Posté le 6 mai, 2014
Journaliste, puis psychologue clinicienne, la jeune doctorante a obtenu une
allocation doctorale du DIM Gestes en 2013, pour un projet sur le plaisir et la
souffrance dans le travail des comédiens. Sa thèse est dirigée par Christophe
Dejours.
Marie Potiron, est une des lauréates 2013 du DIM Gestes.
C’est après avoir été journaliste, puis psychologue clinicienne,
que Marie Potiron, aujourd’hui âgée de 39 ans, s’est tournée vers la
recherche en psychodynamique du travail. Après des études de
Lettres, sa première passion, la jeune femme est devenue journaliste
à la Voix du Nord, avant d’exercer comme indépendante. C’est à 28
ans qu’elle choisit de se reconvertir, et de reprendre des études en
psychologie clinique à l’Université Paris-Diderot.
Sa première « rencontre » avec les écrits de Christophe Dejours date
de cette époque. « J’avais d’abord lu ses travaux sur la
psychosomatique, le corps, dans le cadre de mon mémoire de
Master 1 autour de l’identité sexuée, se souvient-elle aujourd’hui.
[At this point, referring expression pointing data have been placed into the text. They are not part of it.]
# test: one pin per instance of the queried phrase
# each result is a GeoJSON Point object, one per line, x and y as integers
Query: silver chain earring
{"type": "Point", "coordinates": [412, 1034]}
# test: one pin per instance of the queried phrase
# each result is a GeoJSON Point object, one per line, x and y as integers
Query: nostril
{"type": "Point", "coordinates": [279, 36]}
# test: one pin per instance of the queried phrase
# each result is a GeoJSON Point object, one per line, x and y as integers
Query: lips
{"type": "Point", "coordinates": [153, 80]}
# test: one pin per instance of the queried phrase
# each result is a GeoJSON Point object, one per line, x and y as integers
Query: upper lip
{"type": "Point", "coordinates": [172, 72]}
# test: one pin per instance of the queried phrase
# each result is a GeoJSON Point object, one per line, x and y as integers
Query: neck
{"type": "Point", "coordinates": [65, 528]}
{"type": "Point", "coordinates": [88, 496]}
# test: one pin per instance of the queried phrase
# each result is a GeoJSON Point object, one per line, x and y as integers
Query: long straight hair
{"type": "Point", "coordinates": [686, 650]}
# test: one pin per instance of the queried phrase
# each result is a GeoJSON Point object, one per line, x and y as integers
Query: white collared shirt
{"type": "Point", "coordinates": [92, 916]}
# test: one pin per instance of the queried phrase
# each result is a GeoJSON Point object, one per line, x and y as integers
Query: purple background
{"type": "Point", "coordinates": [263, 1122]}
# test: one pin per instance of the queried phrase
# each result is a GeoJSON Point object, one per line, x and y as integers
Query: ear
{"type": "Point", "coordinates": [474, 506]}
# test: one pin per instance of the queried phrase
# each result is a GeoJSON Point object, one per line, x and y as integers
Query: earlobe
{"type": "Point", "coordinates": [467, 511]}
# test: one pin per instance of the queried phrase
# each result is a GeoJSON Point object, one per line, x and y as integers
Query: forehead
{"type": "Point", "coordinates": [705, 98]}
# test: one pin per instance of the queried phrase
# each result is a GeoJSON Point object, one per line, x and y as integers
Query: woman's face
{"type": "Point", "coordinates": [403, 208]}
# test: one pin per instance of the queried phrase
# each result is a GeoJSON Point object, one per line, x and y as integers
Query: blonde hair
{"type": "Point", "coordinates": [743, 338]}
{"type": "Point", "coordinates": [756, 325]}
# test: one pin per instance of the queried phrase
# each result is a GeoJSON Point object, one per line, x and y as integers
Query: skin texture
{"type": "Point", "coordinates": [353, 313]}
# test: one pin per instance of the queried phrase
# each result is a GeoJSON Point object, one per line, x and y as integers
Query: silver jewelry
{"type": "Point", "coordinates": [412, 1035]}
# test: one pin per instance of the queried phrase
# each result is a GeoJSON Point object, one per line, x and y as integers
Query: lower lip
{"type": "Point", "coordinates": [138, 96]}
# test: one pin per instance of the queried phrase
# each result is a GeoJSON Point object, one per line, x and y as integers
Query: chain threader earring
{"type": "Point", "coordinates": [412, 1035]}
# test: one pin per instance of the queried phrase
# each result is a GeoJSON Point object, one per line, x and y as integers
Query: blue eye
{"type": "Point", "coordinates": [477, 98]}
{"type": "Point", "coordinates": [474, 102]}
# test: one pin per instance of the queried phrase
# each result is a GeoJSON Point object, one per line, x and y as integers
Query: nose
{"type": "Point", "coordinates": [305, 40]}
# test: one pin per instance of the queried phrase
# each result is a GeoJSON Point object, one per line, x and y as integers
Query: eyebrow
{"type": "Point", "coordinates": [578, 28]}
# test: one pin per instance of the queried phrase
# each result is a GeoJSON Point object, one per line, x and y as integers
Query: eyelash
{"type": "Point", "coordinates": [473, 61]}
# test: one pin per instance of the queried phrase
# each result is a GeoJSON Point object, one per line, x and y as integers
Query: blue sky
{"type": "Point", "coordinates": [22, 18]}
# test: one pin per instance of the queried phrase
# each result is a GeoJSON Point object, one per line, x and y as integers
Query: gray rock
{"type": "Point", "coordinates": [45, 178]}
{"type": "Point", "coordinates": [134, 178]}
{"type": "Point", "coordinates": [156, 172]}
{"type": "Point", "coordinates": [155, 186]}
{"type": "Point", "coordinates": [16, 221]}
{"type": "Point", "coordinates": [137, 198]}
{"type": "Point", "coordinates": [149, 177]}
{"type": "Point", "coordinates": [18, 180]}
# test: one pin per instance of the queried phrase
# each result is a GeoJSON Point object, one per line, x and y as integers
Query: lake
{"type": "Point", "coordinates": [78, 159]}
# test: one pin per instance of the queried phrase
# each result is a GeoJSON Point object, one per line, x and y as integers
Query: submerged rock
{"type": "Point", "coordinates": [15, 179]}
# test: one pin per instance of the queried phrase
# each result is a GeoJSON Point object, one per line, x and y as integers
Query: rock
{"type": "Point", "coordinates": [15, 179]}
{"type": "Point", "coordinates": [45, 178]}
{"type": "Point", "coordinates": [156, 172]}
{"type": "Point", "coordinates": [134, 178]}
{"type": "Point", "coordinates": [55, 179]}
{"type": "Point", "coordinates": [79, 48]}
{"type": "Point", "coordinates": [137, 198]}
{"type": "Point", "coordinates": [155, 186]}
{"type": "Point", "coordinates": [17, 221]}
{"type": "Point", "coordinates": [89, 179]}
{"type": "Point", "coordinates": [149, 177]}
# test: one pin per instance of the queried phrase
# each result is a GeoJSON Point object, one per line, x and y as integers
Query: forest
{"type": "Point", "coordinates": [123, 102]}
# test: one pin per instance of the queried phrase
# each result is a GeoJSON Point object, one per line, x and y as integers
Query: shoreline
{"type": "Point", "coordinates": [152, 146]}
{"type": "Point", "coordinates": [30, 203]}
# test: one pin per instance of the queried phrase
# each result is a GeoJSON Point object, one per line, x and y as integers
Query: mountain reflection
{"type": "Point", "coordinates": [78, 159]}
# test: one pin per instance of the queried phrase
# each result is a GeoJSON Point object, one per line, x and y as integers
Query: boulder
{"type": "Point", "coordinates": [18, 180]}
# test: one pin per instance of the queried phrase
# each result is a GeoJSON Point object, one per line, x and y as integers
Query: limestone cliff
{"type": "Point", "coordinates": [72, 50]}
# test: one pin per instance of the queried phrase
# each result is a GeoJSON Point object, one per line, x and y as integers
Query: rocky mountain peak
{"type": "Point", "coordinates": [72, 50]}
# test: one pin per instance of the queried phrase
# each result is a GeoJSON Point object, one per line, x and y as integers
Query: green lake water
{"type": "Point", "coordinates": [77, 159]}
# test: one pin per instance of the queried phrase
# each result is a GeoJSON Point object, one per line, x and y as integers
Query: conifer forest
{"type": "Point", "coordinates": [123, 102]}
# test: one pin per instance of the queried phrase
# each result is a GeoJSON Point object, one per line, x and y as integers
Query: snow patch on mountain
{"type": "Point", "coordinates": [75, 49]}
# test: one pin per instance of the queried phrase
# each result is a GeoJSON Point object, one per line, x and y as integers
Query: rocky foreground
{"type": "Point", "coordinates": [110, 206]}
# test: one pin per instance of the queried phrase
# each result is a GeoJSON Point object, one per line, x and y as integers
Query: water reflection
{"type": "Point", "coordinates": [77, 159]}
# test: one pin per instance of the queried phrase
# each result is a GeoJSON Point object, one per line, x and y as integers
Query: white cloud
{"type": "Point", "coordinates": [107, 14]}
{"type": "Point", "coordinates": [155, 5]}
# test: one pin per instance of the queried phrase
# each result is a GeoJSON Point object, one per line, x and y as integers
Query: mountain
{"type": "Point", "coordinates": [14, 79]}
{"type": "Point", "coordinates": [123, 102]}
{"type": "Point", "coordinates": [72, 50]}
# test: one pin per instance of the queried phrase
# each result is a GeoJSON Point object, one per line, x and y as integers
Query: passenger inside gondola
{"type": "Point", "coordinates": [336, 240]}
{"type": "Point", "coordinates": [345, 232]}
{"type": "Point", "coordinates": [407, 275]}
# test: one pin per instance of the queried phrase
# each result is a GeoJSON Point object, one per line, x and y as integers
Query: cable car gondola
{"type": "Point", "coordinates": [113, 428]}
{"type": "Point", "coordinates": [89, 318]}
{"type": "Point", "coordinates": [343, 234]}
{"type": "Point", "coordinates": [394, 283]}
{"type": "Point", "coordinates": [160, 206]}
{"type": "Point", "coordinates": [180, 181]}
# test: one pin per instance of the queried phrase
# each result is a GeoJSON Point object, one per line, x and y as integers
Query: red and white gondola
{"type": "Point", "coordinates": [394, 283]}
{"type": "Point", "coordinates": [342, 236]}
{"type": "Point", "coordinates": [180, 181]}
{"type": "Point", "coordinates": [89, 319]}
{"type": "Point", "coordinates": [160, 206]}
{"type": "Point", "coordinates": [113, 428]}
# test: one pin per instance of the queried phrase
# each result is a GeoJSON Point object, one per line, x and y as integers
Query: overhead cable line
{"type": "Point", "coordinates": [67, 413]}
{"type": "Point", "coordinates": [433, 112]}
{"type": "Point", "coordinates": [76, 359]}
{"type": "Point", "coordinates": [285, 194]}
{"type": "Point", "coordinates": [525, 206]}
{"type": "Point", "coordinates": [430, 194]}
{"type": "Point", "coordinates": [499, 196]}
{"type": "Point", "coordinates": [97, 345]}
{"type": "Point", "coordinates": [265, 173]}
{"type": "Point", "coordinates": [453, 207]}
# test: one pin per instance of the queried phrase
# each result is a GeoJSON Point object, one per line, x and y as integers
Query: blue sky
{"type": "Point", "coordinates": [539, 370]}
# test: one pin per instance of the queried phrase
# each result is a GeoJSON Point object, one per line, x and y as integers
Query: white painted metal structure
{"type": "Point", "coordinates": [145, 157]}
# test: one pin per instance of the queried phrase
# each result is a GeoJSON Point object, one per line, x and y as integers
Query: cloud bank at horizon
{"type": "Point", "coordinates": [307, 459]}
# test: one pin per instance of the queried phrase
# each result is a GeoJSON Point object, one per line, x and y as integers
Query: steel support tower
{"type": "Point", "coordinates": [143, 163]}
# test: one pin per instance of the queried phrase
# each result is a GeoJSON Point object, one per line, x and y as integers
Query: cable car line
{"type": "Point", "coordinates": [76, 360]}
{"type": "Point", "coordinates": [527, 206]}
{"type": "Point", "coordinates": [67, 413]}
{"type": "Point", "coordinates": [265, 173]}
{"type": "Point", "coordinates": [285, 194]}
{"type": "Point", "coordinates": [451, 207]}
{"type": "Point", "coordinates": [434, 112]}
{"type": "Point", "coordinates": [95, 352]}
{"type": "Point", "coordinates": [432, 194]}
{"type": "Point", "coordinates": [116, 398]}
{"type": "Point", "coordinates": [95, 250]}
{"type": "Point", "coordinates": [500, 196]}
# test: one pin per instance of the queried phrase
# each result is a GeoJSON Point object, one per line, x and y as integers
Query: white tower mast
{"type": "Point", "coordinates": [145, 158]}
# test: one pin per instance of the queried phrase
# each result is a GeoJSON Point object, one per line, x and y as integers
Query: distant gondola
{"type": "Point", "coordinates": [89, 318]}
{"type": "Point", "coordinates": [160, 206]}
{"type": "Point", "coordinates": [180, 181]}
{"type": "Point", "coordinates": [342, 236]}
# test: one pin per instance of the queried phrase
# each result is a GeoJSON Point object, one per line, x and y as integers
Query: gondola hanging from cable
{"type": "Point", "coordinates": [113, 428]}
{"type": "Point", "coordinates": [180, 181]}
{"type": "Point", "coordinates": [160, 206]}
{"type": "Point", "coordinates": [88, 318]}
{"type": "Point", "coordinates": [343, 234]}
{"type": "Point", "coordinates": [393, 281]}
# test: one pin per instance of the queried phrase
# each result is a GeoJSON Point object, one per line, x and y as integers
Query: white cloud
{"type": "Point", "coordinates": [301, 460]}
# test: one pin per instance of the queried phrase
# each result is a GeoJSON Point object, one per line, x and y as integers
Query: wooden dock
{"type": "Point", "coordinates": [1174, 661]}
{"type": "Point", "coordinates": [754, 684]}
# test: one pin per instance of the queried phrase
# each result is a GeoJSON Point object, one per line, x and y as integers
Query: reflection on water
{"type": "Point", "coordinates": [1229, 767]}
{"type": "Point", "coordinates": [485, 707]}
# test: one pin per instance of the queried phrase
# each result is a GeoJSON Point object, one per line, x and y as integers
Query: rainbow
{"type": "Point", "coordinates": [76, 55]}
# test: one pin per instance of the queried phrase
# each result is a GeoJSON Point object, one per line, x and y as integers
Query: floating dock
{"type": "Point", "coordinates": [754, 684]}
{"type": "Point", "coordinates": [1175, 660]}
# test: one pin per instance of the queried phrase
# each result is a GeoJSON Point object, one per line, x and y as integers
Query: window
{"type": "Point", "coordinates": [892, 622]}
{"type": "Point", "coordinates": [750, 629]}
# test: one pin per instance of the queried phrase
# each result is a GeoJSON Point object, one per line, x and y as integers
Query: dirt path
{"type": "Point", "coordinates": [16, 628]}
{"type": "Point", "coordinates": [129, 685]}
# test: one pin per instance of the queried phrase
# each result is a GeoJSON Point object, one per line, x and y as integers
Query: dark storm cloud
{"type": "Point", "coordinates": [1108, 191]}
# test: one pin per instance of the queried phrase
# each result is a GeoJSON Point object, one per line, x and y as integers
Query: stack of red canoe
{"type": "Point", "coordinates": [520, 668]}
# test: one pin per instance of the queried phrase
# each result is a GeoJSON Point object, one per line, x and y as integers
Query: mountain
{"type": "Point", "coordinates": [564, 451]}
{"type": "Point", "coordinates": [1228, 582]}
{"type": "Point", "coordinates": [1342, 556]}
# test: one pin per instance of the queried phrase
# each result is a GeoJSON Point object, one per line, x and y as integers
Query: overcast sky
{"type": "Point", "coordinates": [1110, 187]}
Il
portait sur le personnage de Claude, dans la série de romans pour
enfants « Le Club des Cinq », qui refuse d’être une fille.
Ma directrice de mémoire de l’époque s’intéressait beaucoup à la
littérature enfantine… » Et de fil en aiguille, elle finit par prendre
connaissance des écrits du psychanalyste sur le travail. « Ce domaine me semblait curieux. C’est à ce
moment-là que je me suis intéressée aux « Enjeux psychiques du travail », pour reprendre le titre d’un
ouvrage de Pascale Molinier. »
Elle ne reviendra spécifiquement dessus que quelques années plus
tard, après avoir obtenu son diplôme de psychologue à 32 ans, et
exercé autant en consultation que dans le cadre de dispositifs d’aide,
tels que le Fil Santé Jeunes ou Jeunes violence écoute « où nous
recevions d’ailleurs beaucoup d’appels en rapport avec le travail ».
Cette expérience dure cinq ans. Pendant ce laps de temps, elle
complète sa formation par un autre Master, de recherche cette foisci, en psychodynamique du travail, et sous la direction de Christophe
Dejours.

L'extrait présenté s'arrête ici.